Ons “Lang zal ze leven” zong ik samen
met een Waal. Julia beantwoordde de felicitaties met een viooloptreden. Het
klonk erg goed in de grote zaal.
Deze week ging het
veel over cross-cultural onderwerpen. Een aardig voorval illustreert hoe we verschillende
ideeën en gebruiken hebben. Ik deelde m’n kamer met Gazi, uit Bangladesh. Hij
was aardig dronken en ging voor hij ging slapen onder de douche staan! Hij ging
echter “gewoon” z’n voeten wassen, wat voor hem ongeveer hetzelfde is als voor
ons de tanden poetsen (wat hij maar niet meer deed).
Op vrijdag konden we allemaal
nog even naar de Oxfamshop (soort Leger des Heils). Er worden daar tweedehandskleren
verkocht. In een rijk plaatsje als Farnham kom je wat betere spul tegen... Ik
kwam alleen een boek tegen uit 1960 over Holland, geschreven in het Duits. Toen ik de volgende
zinnen tegenkwam was ik verkocht: “In
Holland gibt es beinahe ebenso wenige Multimillionäre wie Elefanten und
Rhinozerosse” en “Um half elf liegt
halb Holland im Bett. Um zwölf Uhr ist das Licht - van Harlingen bis Hulst, vom
Helder bis Heerlen - aus”. Heerlijk
toch. Verder staan er prachtige jaren 60 zwart-wit foto’s in het boek.

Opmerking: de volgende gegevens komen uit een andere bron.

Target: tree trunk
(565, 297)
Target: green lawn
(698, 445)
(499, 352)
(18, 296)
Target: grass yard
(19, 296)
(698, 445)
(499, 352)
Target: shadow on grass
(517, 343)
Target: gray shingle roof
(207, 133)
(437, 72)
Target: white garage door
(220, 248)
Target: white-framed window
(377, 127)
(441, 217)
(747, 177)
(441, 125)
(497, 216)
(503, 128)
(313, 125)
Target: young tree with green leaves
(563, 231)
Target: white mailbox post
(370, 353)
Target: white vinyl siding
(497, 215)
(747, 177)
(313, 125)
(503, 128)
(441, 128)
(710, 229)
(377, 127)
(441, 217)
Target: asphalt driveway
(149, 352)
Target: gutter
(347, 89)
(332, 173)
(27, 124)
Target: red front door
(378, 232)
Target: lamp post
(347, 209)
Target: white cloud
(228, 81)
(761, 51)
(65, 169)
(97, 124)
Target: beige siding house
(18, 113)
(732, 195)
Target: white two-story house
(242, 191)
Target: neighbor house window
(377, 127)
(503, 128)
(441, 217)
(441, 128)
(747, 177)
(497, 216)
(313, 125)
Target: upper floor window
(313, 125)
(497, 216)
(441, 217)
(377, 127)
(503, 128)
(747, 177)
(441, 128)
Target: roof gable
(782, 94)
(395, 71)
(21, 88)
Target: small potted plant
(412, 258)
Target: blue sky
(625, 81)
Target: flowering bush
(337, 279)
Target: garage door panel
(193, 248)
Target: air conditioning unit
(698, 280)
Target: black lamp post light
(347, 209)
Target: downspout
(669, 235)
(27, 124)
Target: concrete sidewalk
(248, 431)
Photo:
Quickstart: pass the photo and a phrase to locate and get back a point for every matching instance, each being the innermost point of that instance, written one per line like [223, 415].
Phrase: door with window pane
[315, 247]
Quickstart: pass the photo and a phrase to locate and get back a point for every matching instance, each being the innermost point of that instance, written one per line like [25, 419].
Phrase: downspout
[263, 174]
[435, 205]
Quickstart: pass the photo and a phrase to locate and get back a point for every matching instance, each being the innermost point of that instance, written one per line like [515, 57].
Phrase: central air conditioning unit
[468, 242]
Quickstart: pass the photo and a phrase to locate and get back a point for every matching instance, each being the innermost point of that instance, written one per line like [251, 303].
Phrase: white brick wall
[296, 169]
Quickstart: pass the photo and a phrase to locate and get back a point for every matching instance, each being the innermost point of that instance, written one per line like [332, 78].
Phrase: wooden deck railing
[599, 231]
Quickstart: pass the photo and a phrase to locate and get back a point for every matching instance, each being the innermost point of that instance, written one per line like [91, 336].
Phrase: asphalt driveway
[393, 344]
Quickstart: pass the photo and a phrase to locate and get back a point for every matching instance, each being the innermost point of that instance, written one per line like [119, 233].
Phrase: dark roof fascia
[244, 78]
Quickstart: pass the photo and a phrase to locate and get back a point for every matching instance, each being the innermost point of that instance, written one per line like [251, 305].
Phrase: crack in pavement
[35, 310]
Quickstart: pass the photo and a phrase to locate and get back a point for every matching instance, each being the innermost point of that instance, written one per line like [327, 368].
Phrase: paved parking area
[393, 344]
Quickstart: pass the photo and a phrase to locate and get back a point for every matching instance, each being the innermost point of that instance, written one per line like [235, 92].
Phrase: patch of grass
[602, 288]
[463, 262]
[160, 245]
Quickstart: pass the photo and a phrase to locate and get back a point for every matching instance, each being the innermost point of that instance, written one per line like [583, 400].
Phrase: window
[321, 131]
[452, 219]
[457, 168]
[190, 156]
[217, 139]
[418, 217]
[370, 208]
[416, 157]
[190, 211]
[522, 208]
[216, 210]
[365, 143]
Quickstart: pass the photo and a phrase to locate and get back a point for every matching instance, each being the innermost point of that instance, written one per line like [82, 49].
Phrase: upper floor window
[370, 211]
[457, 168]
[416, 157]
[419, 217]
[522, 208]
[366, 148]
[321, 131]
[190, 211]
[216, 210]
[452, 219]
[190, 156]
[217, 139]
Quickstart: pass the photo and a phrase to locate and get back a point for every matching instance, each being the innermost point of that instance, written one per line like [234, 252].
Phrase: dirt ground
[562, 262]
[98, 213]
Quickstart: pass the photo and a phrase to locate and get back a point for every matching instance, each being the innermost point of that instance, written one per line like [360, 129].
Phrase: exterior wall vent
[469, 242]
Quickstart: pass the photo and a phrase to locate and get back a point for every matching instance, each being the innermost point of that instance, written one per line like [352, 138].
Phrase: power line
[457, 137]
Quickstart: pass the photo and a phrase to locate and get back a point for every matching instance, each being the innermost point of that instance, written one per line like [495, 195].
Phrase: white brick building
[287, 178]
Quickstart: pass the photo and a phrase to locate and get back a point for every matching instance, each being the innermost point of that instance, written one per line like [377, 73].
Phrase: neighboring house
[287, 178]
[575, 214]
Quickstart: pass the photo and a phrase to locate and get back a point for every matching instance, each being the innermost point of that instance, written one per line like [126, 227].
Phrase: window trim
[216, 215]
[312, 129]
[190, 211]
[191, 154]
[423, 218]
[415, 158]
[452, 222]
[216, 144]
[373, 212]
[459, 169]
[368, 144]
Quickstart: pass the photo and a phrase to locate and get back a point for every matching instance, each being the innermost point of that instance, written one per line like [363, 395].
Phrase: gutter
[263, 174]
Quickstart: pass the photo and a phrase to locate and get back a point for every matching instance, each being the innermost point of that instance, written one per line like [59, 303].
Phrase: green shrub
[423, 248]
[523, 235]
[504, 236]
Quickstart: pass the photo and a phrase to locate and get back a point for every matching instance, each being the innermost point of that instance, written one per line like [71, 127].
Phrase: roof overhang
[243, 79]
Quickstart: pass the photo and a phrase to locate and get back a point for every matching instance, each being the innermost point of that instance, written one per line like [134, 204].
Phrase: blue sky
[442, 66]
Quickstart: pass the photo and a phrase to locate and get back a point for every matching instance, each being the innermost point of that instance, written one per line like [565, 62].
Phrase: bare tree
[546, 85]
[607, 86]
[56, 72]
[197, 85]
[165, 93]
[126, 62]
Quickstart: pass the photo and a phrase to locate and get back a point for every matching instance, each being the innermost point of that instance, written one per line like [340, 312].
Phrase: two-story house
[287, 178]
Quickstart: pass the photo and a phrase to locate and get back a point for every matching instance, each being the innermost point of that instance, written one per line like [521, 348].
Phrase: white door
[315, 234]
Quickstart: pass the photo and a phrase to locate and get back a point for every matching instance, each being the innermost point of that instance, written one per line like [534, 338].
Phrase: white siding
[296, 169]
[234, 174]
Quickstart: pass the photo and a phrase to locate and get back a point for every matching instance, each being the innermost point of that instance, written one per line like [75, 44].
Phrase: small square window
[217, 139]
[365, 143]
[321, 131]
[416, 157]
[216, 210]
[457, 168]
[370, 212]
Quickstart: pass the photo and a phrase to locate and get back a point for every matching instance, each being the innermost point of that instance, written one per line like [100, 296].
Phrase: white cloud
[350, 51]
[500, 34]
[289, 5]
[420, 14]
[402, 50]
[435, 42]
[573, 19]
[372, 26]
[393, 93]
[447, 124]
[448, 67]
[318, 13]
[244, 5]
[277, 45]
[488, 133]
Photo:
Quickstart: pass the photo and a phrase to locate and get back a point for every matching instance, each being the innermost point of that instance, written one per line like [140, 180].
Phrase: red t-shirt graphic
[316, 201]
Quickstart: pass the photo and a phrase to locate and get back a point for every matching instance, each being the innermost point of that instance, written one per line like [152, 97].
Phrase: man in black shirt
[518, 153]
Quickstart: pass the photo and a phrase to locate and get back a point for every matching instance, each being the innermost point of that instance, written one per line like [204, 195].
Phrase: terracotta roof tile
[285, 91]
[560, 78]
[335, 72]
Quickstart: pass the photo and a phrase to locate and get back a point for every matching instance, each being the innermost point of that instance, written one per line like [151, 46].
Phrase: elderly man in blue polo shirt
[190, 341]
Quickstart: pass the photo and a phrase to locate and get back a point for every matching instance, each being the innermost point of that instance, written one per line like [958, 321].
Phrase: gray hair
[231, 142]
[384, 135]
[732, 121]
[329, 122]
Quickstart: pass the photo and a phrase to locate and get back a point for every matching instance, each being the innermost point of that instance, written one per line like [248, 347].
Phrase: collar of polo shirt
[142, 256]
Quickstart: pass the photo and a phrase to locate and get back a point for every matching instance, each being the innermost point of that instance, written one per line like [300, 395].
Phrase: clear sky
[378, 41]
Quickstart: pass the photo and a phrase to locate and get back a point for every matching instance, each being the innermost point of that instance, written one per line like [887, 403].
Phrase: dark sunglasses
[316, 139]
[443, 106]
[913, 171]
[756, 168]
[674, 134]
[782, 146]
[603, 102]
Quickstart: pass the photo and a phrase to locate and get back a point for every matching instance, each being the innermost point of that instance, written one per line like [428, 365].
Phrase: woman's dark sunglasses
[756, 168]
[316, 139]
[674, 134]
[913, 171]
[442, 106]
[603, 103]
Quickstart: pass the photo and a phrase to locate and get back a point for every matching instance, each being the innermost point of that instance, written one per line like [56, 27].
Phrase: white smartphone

Terug in London konden we gelijk door naar de Dean’s party. Ik loop niet weg voor een feestje. Erg gezellig weer. In Nederland kan men daar nog een voorbeeld aan nemen. Ik heb nog nooit een rector van een school een borrel zien geven. Het hoort er helemaal bij in Engeland.
Gisteravond hadden we ook weer een typisch Engels gebeuren. De vorige Dean, Richard Feachem, nu één van de hoge pieten bij de Worldbank, gaf de John Snow Pump Handle Lecture. John Snow was een Engelse arts, die in 1854 nauwkeurig de choleraepidemie in London bestudeerde. Tijdens epidemieën gingen er in een paar weken een paar duizend mensen dood. Snow legde het verband tussen cholera en water. Tijdens de epidemie van 1854 leidde zijn onderzoek naar de pomp in Broad Street in London’s Soho. Hij overtuigde de autoriteiten om de pomp te ontmantelen door de hendel eraf te halen. Snow is dus de grondlegger van de hedendaagse epidemiologie en dit wordt jaarlijks herdacht met een lecture. Feachem mocht ook een modelpomp ontmantelen. Na afloop van dit college toog iedereen naar The John Snow Pub in Broad Street. Rob en ik zijn ook nog even een pintje wezen drinken, gelukkig vrij van bacteriën. Let wel, pas in 1883 ontdekte Robert Koch de Vibrio Cholerae bacterie. Zo zie je, we leren hier ook nog wat.